Common Mistakes to Avoid While Claiming 80TTA/80TTB Deductions

 

  • Claiming both 80TTA and 80TTB in one financial year
  • Declaring fixed deposit interest under 80TTA instead of 80TTB
  • Forgetting to report interest income before claiming the deduction
  • Exceeding the permitted deduction limit
  • Senior citizens wrongly opting for 80TTA
  • Including ineligible interest sources like corporate FDs
  • Not maintaining proof of interest income
  • Claiming for joint accounts where the taxpayer isn't the primary holder
  • Overlooking TDS deducted by banks
  • Missing the correct section in the ITR form while filing

Maximizing Tax Benefits Through 80TTA and 80TTB

 

Sections 80TTA and 80TTB provide valuable deductions on interest income, allowing you to reduce your taxable income easily. By understanding who qualifies for which section, what income sources are covered, and how to file correctly, you can make the most of these provisions.

Whether you're an individual or a senior citizen, smart tax planning using these deductions ensures better savings and compliance.

FAQs on Section 80TTA and 80TTB Deductions

 

Q1. What is the maximum deduction allowed under Section 80TTA?

The maximum deduction allowed under Section 80TTA is ₹10,000 per financial year.
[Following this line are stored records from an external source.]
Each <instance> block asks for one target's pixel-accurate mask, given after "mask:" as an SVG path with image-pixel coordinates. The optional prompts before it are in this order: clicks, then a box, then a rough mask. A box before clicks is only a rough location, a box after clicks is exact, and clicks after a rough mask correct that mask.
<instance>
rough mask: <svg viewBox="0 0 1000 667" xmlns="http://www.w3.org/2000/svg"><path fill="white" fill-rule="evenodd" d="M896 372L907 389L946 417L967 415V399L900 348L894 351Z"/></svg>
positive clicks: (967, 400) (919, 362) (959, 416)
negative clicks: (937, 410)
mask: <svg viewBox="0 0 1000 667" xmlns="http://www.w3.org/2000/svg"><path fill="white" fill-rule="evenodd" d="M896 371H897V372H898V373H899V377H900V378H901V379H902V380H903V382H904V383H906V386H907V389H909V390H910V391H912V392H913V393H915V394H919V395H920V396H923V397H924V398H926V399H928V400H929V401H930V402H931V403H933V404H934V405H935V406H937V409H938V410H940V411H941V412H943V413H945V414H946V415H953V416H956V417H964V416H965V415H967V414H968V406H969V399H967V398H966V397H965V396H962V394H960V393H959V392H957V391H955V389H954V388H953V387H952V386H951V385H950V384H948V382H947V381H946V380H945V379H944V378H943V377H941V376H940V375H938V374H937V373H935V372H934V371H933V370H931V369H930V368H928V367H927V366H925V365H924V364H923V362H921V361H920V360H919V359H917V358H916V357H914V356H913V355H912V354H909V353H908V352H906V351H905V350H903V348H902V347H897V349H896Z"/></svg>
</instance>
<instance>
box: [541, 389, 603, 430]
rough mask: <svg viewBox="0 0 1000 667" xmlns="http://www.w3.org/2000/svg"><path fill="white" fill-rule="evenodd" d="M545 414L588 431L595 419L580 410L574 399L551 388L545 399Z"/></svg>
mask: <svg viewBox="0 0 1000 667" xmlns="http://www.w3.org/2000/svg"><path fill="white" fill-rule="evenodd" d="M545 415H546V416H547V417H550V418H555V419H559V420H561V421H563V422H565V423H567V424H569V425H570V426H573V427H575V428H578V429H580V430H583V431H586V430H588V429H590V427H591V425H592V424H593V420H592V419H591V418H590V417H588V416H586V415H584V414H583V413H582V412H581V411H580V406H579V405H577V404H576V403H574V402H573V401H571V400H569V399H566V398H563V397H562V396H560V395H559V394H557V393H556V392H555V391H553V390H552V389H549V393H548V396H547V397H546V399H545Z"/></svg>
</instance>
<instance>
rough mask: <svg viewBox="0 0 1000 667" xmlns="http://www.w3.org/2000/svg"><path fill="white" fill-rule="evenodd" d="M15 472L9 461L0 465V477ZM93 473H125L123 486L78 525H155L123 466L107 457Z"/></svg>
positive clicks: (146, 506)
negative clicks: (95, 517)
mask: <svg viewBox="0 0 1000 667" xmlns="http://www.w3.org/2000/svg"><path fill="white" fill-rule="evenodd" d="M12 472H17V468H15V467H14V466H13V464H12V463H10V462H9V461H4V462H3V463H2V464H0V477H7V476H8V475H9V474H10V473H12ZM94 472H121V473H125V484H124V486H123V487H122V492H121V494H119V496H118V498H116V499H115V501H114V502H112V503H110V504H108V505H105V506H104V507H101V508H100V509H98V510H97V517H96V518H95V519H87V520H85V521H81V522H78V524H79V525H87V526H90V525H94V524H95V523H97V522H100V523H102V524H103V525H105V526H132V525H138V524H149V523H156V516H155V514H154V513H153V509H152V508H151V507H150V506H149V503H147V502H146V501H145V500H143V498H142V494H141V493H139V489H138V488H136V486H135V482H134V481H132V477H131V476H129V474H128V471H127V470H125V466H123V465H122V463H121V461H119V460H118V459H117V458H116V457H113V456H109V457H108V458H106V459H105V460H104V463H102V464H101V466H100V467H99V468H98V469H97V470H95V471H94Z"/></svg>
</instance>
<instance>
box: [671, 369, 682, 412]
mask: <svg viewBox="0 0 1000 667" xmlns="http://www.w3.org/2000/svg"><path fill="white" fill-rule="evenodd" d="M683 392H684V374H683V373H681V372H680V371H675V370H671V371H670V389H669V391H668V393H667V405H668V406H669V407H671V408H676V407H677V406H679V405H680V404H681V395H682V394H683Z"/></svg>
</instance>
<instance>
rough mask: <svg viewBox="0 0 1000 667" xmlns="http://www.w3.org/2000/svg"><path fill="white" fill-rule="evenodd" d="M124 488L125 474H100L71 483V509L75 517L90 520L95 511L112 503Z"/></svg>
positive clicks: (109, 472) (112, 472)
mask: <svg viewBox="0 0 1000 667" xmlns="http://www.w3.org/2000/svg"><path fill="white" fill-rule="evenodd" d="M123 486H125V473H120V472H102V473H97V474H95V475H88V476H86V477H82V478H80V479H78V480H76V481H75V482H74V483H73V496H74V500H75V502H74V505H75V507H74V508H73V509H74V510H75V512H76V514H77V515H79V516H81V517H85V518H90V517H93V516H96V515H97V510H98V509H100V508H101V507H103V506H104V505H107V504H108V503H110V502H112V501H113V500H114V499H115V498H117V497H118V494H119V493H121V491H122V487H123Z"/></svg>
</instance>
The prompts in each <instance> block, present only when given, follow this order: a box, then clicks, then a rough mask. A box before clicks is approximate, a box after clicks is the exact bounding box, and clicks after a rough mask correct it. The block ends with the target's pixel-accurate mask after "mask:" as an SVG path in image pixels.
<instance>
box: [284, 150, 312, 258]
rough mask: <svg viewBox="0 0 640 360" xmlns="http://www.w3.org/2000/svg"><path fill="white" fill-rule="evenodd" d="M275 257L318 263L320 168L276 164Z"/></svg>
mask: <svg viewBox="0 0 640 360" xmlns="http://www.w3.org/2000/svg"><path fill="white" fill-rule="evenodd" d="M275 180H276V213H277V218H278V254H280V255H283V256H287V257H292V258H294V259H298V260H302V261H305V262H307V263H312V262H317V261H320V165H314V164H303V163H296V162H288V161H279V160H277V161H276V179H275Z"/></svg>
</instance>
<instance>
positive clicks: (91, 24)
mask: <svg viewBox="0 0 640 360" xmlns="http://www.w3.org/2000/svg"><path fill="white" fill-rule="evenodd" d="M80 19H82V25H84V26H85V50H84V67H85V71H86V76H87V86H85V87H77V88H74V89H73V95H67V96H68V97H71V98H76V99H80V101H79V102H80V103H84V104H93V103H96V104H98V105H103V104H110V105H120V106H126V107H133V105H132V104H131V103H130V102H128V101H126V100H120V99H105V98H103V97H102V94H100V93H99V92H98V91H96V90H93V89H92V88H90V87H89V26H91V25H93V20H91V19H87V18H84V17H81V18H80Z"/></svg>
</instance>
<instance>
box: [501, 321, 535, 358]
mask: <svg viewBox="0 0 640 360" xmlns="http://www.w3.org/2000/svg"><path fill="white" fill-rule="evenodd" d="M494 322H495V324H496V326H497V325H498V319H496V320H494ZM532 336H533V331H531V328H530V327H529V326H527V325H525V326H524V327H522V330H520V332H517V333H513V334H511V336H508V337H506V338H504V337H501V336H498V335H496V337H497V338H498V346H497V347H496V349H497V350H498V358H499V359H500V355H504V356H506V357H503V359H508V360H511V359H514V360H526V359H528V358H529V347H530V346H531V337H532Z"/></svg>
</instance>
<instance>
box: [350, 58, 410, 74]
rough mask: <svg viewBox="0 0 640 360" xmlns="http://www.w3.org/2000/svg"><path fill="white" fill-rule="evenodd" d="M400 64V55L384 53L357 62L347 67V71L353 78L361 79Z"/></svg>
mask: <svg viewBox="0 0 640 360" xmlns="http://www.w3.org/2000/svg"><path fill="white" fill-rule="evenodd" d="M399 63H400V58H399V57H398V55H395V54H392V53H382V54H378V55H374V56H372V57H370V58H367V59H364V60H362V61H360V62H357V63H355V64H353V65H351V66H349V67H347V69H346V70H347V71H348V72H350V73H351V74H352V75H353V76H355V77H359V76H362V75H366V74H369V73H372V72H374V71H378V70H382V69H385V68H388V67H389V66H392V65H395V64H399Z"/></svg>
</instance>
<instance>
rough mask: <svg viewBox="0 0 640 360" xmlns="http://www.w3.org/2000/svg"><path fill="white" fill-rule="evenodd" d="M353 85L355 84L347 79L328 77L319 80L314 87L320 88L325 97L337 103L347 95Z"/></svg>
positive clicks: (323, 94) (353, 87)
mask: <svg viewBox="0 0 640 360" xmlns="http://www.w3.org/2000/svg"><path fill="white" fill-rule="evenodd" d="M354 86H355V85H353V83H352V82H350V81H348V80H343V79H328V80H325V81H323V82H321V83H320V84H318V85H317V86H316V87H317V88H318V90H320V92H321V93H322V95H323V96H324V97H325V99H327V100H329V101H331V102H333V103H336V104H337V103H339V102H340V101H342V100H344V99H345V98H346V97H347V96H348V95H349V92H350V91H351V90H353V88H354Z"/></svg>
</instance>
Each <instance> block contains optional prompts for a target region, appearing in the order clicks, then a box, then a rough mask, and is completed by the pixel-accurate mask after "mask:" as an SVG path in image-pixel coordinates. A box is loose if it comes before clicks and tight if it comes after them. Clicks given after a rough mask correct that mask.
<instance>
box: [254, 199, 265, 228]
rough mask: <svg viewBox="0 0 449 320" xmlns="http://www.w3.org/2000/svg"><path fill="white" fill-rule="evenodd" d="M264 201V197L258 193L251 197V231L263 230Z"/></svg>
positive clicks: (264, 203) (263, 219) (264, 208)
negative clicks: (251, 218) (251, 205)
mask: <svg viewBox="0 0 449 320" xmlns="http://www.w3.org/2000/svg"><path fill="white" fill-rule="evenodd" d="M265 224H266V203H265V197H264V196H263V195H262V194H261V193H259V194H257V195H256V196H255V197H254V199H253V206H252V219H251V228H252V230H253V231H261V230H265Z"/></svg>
This applies only to interest earned from savings accounts held with banks, post offices, or cooperative societies and is available to individuals and Hindu Undivided Families (HUFs), excluding senior citizens.

Q2. Can senior citizens claim deductions under Section 80TTA?

No, senior citizens cannot claim deductions under Section 80TTA. Instead, they are eligible for a higher deduction of up to ₹50,000 under Section 80TTB, which covers both savings and deposit interest income from specified financial institutions.

Q3. What types of interest income are not covered under 80TTA and 80TTB?

Interest from corporate bonds, company FDs, NBFCs, and capital gains are not eligible. Under 80TTA, fixed and recurring deposit interest is also excluded. Under 80TTB, only interest from specified banks, post offices, or cooperative banks is eligible for coverage.

Q4. How do I claim the 80TTA deduction in my income tax return?

Report the interest income under "Income from Other Sources" in your ITR and then claim the deduction under Section 80TTA in the deductions section. Ensure the interest qualifies and does not exceed ₹10,000 in the financial year.

Q5. Is it possible to claim both 80TTA and 80TTB deductions in the same financial year?

No, you cannot claim both. If you are eligible for Section 80TTB (senior citizen), you must claim only under that section. Section 80TTA is meant for non-senior individuals and cannot be combined with 80TTB in the same year.